Link to listen and subscribe: PodBean
Pandit Prasad, Principal Product Manager at Amazon, and Vijay Karumajji, Sr. Solutions Architect at Amazon Web Services inc join the HOSS in this episode to talk about the cloud, AWS services, Aurora & RDS. Both Prasad and Vijay are presenting at Percona Live on Multi-Zone failover in Aurora & RDS. Get not only a preview of the feature and a bit more background into these Experts.
Pandit PrasadPrincipal Product Manager at Amazon
Pandit Prasad is a Principal Product Manager at Amazon RDS. He brings with him 28 years of Hi-Tech industry experience.
Prior to this role, he led the product management for IBM’s Db2, Big Data and Cloud portfolio of products (Monitoring, Automation and IT Analytics). Prior to that he led the global product marketing team at IBM. Earlier, as an IT Architect working for PwC and other consulting companies, he implemented ERP, CRM and Data warehouse applications for Large Enterprise including several Fortune100 companies.
Matt YonkovitThe HOSS, Percona
Matt is currently working as the Head of Open Source Strategy (HOSS) for Percona, a leader in open source database software and services. He has over 15 years of experience in the open source industry including over 10 years of executive-level experience leading open source teams. Matt’s experience merges the technical and business aspects of the open source database experience with both a passion for hands on development and management and the leadership of building strong teams. During his time he has created or managed business units responsible for service delivery ( consulting, support, and managed services ), customer success, product management, marketing, and operations. He currently leads efforts around Percona’s OSPO, community, and developer relations efforts. He hosts the HOSS talks FOSS podcast, writes regularly, and shares his MySQL and PostgreSQL knowledge as often as possible.
Matt Yonkovit: Hey, everybody, welcome to another HOSS Talks FOSS. I’m the head of open source strategy, the HOSS here at Percona, Matt Yonkovit. And today I’m joined by Vijay and Prasad from AWS to talk to me about all the fun things happening in AWS land and about them personally. How are you today?
I’m good. How are you doing?
Matt Yonkovit: Excellent. Excellent.
So, nice to meet you today. And then excited to talk about all the features we’re working on. And then let’s have a coffee, ticking the two.
Matt Yonkovit: Yes, yes, indeed. And, Prasad, how are things here?
That’s awesome. And I am excited to be here with you.
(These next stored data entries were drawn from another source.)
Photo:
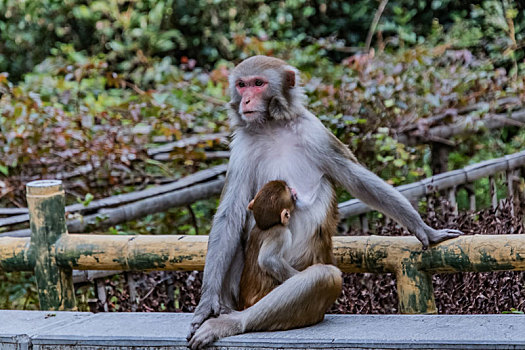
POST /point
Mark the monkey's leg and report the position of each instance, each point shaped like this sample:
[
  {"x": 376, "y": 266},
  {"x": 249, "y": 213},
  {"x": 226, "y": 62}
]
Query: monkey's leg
[{"x": 300, "y": 301}]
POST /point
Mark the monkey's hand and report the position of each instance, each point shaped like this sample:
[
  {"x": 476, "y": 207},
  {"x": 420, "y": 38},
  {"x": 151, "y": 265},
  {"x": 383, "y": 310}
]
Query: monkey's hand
[
  {"x": 427, "y": 235},
  {"x": 208, "y": 307}
]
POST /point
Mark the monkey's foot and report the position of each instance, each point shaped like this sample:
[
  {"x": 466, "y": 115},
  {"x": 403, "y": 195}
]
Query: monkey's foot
[
  {"x": 214, "y": 329},
  {"x": 208, "y": 307}
]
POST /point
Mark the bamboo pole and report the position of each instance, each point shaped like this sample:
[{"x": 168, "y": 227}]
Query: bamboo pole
[
  {"x": 444, "y": 181},
  {"x": 45, "y": 201}
]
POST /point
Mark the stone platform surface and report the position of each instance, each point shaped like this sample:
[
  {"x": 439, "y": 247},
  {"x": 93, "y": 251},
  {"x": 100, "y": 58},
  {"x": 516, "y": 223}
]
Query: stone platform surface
[{"x": 21, "y": 330}]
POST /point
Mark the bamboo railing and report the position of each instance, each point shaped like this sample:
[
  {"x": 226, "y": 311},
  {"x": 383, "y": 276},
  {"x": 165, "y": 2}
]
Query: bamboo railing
[{"x": 52, "y": 253}]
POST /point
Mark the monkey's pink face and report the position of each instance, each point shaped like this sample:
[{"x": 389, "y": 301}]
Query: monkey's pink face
[{"x": 252, "y": 91}]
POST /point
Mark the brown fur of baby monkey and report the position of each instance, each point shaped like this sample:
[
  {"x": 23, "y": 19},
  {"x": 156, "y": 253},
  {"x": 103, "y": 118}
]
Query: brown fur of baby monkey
[{"x": 265, "y": 254}]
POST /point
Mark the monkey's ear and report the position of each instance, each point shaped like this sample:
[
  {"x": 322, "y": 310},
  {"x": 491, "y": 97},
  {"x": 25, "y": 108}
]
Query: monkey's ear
[
  {"x": 285, "y": 216},
  {"x": 289, "y": 78}
]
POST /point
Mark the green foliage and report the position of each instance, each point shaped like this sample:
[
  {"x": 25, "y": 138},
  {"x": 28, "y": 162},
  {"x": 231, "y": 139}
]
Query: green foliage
[{"x": 130, "y": 33}]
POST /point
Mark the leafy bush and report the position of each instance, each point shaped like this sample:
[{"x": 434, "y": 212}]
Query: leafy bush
[{"x": 132, "y": 32}]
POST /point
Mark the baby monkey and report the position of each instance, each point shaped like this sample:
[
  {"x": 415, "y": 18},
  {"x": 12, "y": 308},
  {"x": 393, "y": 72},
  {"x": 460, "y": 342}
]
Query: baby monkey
[{"x": 265, "y": 265}]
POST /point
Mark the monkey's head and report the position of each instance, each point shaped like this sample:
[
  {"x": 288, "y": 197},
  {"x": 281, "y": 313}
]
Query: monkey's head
[
  {"x": 273, "y": 204},
  {"x": 263, "y": 88}
]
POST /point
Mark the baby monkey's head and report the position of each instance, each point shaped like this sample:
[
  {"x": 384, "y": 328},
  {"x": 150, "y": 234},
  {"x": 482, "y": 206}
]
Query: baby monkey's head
[{"x": 273, "y": 204}]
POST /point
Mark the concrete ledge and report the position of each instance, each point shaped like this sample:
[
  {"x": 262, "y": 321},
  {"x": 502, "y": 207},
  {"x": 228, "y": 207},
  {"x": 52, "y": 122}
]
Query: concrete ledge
[{"x": 37, "y": 330}]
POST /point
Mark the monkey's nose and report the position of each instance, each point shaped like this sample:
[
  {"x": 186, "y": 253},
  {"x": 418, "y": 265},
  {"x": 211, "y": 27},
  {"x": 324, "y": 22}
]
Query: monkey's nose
[{"x": 294, "y": 193}]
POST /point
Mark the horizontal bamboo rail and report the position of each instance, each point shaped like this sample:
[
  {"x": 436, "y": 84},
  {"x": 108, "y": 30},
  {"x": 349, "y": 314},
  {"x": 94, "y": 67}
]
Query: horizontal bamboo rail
[
  {"x": 444, "y": 181},
  {"x": 53, "y": 253}
]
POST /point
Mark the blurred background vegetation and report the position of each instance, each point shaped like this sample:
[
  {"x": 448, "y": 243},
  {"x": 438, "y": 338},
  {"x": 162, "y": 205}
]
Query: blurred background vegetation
[{"x": 100, "y": 83}]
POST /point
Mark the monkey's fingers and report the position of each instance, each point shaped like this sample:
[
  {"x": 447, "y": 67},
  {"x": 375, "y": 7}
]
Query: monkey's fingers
[{"x": 442, "y": 235}]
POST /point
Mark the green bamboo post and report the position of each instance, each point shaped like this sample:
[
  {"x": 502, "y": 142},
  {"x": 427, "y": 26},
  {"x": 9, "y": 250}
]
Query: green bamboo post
[
  {"x": 415, "y": 291},
  {"x": 45, "y": 201}
]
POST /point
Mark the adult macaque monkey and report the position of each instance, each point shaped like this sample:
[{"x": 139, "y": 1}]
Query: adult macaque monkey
[
  {"x": 276, "y": 137},
  {"x": 269, "y": 242}
]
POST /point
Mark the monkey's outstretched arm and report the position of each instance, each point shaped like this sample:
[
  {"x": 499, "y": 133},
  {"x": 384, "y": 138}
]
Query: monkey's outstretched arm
[
  {"x": 379, "y": 195},
  {"x": 271, "y": 258},
  {"x": 224, "y": 241}
]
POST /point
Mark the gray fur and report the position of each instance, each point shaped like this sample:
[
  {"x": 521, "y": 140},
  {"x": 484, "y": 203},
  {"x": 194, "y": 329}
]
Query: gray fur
[{"x": 290, "y": 145}]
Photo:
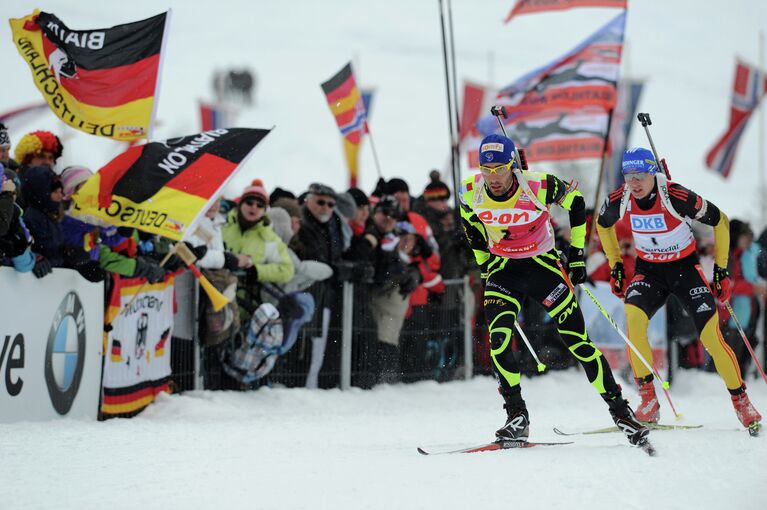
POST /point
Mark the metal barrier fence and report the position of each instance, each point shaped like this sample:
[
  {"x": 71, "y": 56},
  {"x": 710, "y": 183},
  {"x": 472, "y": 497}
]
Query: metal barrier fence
[{"x": 339, "y": 348}]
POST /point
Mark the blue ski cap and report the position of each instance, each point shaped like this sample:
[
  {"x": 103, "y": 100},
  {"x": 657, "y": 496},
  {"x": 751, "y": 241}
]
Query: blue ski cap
[
  {"x": 638, "y": 160},
  {"x": 496, "y": 149}
]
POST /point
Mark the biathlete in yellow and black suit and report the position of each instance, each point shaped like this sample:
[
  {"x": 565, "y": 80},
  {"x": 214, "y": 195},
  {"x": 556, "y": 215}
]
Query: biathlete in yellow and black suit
[
  {"x": 505, "y": 215},
  {"x": 661, "y": 215}
]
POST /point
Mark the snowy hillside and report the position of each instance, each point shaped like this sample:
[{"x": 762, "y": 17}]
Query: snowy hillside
[
  {"x": 297, "y": 449},
  {"x": 686, "y": 50}
]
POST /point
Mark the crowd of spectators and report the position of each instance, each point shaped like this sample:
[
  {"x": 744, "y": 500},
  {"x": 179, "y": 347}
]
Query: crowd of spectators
[{"x": 263, "y": 246}]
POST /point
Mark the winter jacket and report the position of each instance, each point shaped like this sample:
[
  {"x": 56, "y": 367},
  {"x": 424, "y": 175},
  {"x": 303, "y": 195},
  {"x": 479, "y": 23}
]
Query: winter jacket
[
  {"x": 269, "y": 253},
  {"x": 307, "y": 271}
]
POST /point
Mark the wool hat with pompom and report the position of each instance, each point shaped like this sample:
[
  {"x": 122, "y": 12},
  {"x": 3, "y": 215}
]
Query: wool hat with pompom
[
  {"x": 256, "y": 188},
  {"x": 34, "y": 143}
]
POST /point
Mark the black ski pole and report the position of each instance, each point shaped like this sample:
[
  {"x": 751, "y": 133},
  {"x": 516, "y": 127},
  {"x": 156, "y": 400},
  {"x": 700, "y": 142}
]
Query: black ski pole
[
  {"x": 498, "y": 112},
  {"x": 644, "y": 119}
]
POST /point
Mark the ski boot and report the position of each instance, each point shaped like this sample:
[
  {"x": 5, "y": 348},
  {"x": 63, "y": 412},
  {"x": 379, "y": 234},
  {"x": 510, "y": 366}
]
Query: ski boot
[
  {"x": 648, "y": 410},
  {"x": 626, "y": 421},
  {"x": 517, "y": 426},
  {"x": 746, "y": 412}
]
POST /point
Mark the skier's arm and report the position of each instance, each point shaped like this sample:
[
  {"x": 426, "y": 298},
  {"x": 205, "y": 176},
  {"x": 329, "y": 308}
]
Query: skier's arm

Matt Yonkovit: Okay, excellent. So I am curious. So I have lots of different folks on the show. I’ve had folks from AWS; I’ve had folks from the open-source space and other database companies. And so, and maybe I’ll start with you Prasad, how did you get started? Like in the database space? I mean, like, what did that look like? Where did you begin, your career here? And what got you interested specifically in databases themselves? Yeah,
My career goes quite a number of years back. So I started as an application, ERP, and CRM consultant. So I was mostly doing the front-end applications, ERP and CRM applications. But it’s always to do with data, right? So how do you make sure the data is presented to customers in such a way, especially when you come to CRM applications, it’s all about presenting the data in a way, that it’s easy for the customers to find whether you’re presenting to salespeople, whether you’re presenting to marketing people, or whether you’re presenting it to manufacturing people. So I had that background, that I spent a number of years at IBM, working in the database space, both on our DBMS, in terms of DB2 are in the big data portfolio of IBM. So had a number of years of background in that space, and excited to be part of the journey here at AWS with RDS.
Matt Yonkovit: So it’s interesting. So I hear Big Data, everybody has a little different version of big data, IBM version of big data is probably very different than other people that I know. Maybe define for us your definition of big data, because it’s one of those things that everyone treats a little differently. Everyone says big data is a little bit of a different thing. I’m curious, in your experience, what have you seen out there that is quote, unquote, big data? Is it just a lot of data? Or is it unstructured data? Like, maybe give us a bit of insight into that?
So to be precise, I was part of the Hadoop or GID at IBM. Yeah. So if you put on that lens and look at the big data, it’s everything that you mentioned. Right? So, it is structured data, unstructured data, streaming data, and data address what do you call NoSQL Data, any type of data is data or just files, but you want to mix them all together. So, what I used to think about is having my background in CRM world, for example, I was with this company, I was an architect trying to help the support group, right. So, when a customer calls, the support guys will look up their accounts at that time, it was great when I provided them a bird’s eye view of the account. So, the customer is calling right. So, what are the products they bought? What are the tickets they have raised with you? What are the opportunities that are pending? Like, bringing this data together itself was so awesome at that point?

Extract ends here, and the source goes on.